Development of GDNF Receptor Conditional Knockout Mice

GDNF受体条件性敲除小鼠的研制

• 批准号: 6957313
• 负责人: JOSEPH Mark SAVITT
• 金额: $ 17.61万
• 依托单位: JOHNS HOPKINS UNIVERSITY
• 依托单位国家: 美国
• 财政年份: 2005
• 资助国家: 美国
• 起止时间: 2005-09-01 至 2010-05-31
• 项目状态: 已结题
• 来源: https://reporter.nih.gov/project-details/6957313
• 关键词: gene targeting; genetically modified animals; laboratory mouse; neurotrophic factors; technology /technique development

DESCRIPTION (provided by applicant): Parkinson's disease (PD) is a common neurologic disorder whose symptoms progress relentlessly toward severe disability and loss of quality of life. One promising potential therapy is glial cell line-derived neurotrophic factor (GDNF). GDNF is a naturally occurring growth factor that has been shown in a variety of model systems to support the survival of those dopaminergic cells that are lost in PD. Attempts to learn more about the functions of GDNF through the generation of mice lacking this factor or its receptors have been thwarted by accompanying renal and gastrointestinal abnormalities leading to early postnatal death. Through the use mice recently developed by the applicant that express Cre recombinase in dopaminergic neurons and by using powerful new chemical/genetic techniques to generate receptor inhibition, the applicant's overall goal is to generate viable mice that have cell-type specific and temporally-specific interruption of GDNF signaling. Such mice will be used as a model system to examine the role of endogenous GDNF in the postnatal development and maintenance of those cells lost in Human PD. Initial work done by the applicant in the laboratory of Dr. Ted Dawson at Johns Hopkins has generated preliminary data toward accomplishing this goal. His interest in developmental biology and neurodegenerative disease led to the formulation of this project and is derived from previous research at the NIMH, University of Maryland and Johns Hopkins University and from clinical training in neurology. The expertise in models of Parkinson's disease found in the Dawson laboratory (Sponsor) and collaborations set up with leaders in the field of growth factors (Dr. Ginty) and specific kinase inhibition (Dr. Shokat) make the potential for success in this project high. This coupled with the rich environment present in the sponsor's laboratory and in the Johns Hopkins Neurology Department in general bode well for accomplishing the applicant's ultimate goal of becoming an independent research clinician.
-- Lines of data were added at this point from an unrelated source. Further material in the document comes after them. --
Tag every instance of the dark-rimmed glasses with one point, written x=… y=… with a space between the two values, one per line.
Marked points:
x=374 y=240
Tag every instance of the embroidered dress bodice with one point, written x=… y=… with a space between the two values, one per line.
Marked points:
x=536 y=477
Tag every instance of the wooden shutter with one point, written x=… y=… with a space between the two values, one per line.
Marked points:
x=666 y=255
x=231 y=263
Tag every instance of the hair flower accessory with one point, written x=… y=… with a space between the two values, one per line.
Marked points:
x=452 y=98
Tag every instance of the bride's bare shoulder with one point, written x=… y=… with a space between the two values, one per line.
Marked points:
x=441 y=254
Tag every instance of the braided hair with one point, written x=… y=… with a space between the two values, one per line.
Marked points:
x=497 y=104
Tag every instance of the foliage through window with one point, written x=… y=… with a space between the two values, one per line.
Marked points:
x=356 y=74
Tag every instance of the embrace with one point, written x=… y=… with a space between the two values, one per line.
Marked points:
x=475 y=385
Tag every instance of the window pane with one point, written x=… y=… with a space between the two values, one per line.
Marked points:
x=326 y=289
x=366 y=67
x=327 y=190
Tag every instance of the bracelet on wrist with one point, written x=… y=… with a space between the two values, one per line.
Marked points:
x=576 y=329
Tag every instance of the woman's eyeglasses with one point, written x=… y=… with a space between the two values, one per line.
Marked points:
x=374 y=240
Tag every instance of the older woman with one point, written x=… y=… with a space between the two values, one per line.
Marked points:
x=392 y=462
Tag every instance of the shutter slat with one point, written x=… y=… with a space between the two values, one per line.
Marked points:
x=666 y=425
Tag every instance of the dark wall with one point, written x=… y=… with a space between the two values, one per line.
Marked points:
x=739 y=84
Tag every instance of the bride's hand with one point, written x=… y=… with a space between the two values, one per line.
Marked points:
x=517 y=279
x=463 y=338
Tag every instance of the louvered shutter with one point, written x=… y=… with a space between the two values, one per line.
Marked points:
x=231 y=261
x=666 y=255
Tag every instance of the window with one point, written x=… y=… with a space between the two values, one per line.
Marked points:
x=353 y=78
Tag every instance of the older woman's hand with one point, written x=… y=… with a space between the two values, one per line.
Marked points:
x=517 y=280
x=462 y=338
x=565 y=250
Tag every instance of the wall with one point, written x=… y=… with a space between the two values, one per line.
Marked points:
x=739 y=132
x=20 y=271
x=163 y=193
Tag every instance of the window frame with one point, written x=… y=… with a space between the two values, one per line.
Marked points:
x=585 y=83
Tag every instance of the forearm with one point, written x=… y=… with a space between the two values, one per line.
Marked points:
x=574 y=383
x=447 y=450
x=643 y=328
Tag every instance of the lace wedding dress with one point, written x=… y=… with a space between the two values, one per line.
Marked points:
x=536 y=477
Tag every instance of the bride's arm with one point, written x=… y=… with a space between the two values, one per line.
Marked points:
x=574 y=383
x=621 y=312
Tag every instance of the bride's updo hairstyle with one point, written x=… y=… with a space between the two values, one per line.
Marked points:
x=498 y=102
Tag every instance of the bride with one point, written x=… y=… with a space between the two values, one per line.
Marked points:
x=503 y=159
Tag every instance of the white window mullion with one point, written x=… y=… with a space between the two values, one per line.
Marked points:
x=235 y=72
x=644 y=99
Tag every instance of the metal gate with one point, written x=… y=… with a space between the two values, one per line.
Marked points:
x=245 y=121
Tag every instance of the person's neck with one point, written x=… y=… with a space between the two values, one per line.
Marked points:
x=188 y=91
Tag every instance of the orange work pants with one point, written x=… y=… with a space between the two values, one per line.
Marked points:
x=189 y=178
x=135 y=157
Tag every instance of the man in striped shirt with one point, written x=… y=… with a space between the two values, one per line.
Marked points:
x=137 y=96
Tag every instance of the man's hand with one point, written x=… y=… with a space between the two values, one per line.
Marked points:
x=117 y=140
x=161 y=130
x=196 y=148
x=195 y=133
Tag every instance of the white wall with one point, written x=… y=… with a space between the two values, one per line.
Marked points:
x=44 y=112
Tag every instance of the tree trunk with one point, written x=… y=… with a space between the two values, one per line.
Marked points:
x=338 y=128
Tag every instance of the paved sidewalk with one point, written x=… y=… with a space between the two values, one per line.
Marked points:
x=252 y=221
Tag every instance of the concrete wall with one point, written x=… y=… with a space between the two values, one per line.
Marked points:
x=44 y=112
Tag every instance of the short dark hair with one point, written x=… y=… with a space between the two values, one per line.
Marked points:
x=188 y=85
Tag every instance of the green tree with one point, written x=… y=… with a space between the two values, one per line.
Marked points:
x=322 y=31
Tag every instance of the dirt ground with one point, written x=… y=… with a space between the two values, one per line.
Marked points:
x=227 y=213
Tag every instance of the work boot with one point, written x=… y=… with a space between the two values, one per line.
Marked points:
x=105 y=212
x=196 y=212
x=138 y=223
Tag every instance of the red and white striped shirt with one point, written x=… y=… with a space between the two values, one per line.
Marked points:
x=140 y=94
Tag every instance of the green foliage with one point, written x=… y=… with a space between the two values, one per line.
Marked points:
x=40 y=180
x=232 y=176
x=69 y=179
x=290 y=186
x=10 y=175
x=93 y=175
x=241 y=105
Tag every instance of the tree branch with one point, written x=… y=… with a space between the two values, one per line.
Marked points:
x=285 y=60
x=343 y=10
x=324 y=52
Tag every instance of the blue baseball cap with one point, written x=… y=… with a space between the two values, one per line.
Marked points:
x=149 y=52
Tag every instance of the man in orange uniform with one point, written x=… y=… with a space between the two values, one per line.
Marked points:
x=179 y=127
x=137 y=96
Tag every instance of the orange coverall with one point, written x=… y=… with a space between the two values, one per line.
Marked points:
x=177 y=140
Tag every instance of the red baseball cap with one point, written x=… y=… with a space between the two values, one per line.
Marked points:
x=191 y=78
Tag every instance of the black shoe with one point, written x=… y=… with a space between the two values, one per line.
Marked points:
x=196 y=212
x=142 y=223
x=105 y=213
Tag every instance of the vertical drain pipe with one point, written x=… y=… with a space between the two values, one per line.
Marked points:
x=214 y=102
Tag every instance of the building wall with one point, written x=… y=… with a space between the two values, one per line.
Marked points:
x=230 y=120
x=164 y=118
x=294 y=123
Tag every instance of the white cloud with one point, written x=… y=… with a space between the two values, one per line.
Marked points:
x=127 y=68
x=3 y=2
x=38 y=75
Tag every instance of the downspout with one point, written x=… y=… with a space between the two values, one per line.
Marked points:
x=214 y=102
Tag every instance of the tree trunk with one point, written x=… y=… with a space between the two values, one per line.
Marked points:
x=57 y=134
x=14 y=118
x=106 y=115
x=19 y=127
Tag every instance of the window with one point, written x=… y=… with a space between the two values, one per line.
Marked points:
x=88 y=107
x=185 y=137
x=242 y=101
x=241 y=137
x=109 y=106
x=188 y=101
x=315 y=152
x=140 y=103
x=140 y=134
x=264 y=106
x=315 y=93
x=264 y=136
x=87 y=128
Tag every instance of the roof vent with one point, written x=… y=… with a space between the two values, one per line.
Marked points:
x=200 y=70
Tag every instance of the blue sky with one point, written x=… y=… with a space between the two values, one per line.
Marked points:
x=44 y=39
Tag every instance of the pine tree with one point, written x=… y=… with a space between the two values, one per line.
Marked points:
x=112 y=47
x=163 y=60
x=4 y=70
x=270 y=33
描述（由申请人提供）：帕金森病（PD）是一种常见的神经系统疾病，其症状不断发展，导致严重残疾和生活质量下降。胶质细胞系衍生神经营养因子（GDNF）是一种很有前景的潜在治疗方法。GDNF是一种自然产生的生长因子，已在各种模型系统中被证明支持PD中丢失的多巴胺能细胞的存活。通过产生缺乏该因子或其受体的小鼠来了解更多关于GDNF功能的尝试，由于伴随的肾脏和胃肠道异常导致早期产后死亡而受阻。通过申请人最近开发的在多巴胺能神经元中表达Cre重组酶的小鼠，以及使用强大的新化学/遗传技术来产生受体抑制，申请人的总体目标是产生具有细胞类型特异性和时间特异性阻断GDNF信号的活鼠。这些小鼠将被用作模型系统，以检查内源性GDNF在人类PD中丢失的细胞的出生后发育和维持中的作用。申请人在约翰霍普金斯大学泰德·道森博士的实验室所做的初步工作已经为实现这一目标产生了初步数据。他对发育生物学和神经退行性疾病的兴趣导致了这个项目的制定，并源于之前在NIMH，马里兰大学和约翰霍普金斯大学的研究以及神经学的临床培训。道森实验室（赞助商）在帕金森病模型方面的专业知识，以及与生长因子（Ginty博士）和特定激酶抑制（Shokat博士）领域的领导者建立的合作，使该项目取得成功的可能性很高。这与赞助商实验室和约翰霍普金斯大学神经内科的丰富环境相结合，总体上预示着申请人成为一名独立研究临床医生的最终目标。